3/10
A Dull and Dreary Entry, Strictly for Bill Patton's Army of Fans!
25 February 2008
"There were only three things Bill Patton was afraid of," Yakima Canutt once remarked. "Guns, horses and the outdoors." In this movie, oddly enough, Patton uses his fears as a basis for comedy. Unfortunately, the attempt doesn't quite come off, thanks to insipid direction from Horace B. (for Boring) Carpenter and a script of little interest from the same gentleman. Condensed to two reels, the movie would still inspire a minimal involvement, but expanded to five, it's a real wash-out. All the extra characters that Carpenter so laboriously introduces in the first ten minutes or so, are given virtually nothing to do, and none of them are played with any charisma whatever, although Miss Donald is photographed far more attractively here than in Carpenter's later effort, "Just Travelin'". That movie did have the benefit of eye-catching tints, but this one labors along in dull and heavy black-and-white. But I liked the iris effects.

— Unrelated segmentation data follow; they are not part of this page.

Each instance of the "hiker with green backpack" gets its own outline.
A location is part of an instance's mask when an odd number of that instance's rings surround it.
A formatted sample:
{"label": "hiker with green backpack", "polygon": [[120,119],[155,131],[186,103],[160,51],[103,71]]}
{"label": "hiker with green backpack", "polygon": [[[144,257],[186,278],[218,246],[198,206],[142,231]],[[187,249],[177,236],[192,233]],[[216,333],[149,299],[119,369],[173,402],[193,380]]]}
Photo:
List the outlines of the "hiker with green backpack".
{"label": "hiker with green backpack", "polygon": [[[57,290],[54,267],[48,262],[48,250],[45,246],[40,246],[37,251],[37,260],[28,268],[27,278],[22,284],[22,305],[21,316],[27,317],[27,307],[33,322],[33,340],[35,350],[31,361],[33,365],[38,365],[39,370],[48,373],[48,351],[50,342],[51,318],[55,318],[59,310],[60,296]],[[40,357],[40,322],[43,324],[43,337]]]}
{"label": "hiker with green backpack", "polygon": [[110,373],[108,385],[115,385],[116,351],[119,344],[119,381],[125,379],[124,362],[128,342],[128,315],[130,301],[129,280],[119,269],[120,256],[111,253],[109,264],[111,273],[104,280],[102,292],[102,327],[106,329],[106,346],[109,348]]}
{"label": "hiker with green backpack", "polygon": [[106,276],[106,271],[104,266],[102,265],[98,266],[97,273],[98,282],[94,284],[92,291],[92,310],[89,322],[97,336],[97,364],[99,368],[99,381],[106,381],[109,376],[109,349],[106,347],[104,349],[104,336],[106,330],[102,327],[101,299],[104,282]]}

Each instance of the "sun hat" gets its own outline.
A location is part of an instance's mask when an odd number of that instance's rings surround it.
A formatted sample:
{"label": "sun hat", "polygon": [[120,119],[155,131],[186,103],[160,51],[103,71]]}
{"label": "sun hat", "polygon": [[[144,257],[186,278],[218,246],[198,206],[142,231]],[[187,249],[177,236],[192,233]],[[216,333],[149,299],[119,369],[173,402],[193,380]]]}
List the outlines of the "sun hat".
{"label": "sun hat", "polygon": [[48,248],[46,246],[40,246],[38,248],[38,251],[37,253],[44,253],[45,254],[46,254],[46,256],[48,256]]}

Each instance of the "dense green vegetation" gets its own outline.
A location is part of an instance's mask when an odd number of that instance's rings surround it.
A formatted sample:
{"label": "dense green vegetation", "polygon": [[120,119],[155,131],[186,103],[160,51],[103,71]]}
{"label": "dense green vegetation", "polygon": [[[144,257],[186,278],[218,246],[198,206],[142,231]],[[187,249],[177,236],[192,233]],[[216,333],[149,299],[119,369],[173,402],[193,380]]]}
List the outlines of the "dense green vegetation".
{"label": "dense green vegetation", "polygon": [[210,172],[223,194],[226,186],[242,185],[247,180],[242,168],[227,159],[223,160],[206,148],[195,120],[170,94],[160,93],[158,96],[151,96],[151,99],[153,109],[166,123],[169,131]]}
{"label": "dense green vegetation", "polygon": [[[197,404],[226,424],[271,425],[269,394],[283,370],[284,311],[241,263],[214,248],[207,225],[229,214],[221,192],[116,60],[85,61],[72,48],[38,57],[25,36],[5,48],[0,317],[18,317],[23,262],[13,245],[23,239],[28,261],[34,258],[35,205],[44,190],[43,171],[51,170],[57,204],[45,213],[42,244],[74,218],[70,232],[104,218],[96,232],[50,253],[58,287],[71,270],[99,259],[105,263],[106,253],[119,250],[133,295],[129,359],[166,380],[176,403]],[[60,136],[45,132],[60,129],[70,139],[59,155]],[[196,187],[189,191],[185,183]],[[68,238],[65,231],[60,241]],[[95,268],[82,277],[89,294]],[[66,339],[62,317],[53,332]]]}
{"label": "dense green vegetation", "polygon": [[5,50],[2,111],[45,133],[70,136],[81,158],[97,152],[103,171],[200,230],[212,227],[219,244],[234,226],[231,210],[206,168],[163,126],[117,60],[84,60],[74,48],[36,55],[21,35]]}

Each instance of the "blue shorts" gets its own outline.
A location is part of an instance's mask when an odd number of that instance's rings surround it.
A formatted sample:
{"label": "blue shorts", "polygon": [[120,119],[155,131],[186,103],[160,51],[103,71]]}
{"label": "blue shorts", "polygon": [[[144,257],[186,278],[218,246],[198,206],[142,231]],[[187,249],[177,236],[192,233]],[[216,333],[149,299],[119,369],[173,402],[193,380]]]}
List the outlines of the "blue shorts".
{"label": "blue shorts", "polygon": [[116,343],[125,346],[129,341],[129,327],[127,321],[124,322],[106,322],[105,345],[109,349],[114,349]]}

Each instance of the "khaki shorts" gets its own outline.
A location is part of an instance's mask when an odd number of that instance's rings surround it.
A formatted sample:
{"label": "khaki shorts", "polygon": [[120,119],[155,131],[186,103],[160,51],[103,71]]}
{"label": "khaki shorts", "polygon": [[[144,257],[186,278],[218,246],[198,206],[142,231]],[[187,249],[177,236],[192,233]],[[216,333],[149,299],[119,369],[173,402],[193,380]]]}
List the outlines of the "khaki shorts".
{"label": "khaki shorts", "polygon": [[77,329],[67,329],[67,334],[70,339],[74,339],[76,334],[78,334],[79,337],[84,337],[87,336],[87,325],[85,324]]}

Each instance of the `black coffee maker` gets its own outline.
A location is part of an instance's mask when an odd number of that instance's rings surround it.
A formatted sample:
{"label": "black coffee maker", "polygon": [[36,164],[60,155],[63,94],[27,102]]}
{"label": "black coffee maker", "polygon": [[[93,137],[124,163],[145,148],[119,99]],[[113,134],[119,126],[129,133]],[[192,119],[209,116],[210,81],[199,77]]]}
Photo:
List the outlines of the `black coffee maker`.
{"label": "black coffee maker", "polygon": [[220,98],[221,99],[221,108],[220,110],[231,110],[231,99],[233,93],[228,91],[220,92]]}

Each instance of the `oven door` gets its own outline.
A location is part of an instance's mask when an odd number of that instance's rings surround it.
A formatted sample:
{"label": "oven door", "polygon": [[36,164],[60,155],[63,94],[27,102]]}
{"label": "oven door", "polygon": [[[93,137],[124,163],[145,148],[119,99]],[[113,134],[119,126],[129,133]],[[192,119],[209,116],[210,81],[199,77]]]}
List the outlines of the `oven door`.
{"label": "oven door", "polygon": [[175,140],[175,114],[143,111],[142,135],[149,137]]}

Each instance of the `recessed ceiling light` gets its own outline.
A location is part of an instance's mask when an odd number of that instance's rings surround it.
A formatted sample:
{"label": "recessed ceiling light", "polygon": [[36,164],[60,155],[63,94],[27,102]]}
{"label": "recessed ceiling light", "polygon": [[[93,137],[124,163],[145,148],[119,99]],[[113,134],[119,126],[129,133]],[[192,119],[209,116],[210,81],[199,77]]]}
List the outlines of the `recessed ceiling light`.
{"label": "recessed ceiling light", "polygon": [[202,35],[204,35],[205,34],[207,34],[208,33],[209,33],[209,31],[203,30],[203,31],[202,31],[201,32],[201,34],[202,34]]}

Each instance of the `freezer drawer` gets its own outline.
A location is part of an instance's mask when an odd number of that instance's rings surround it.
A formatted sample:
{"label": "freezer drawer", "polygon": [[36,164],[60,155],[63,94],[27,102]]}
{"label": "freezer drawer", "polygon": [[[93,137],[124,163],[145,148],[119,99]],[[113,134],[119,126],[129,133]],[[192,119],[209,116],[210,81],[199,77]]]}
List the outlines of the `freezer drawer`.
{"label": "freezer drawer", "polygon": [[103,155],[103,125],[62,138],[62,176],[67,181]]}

I won't attempt to write a synopsis of the story, because my impression is radically different from that of the Press Sheet. Maybe I fell asleep. Or maybe Mr Carpenter regarded that synopsis as merely a starting point and wrote in deviations while shooting. In any event, I found McCormick's laughably hirsute villain far more entertaining than the forever ruminating, incorrigibly white-faced hero, Bill Patton.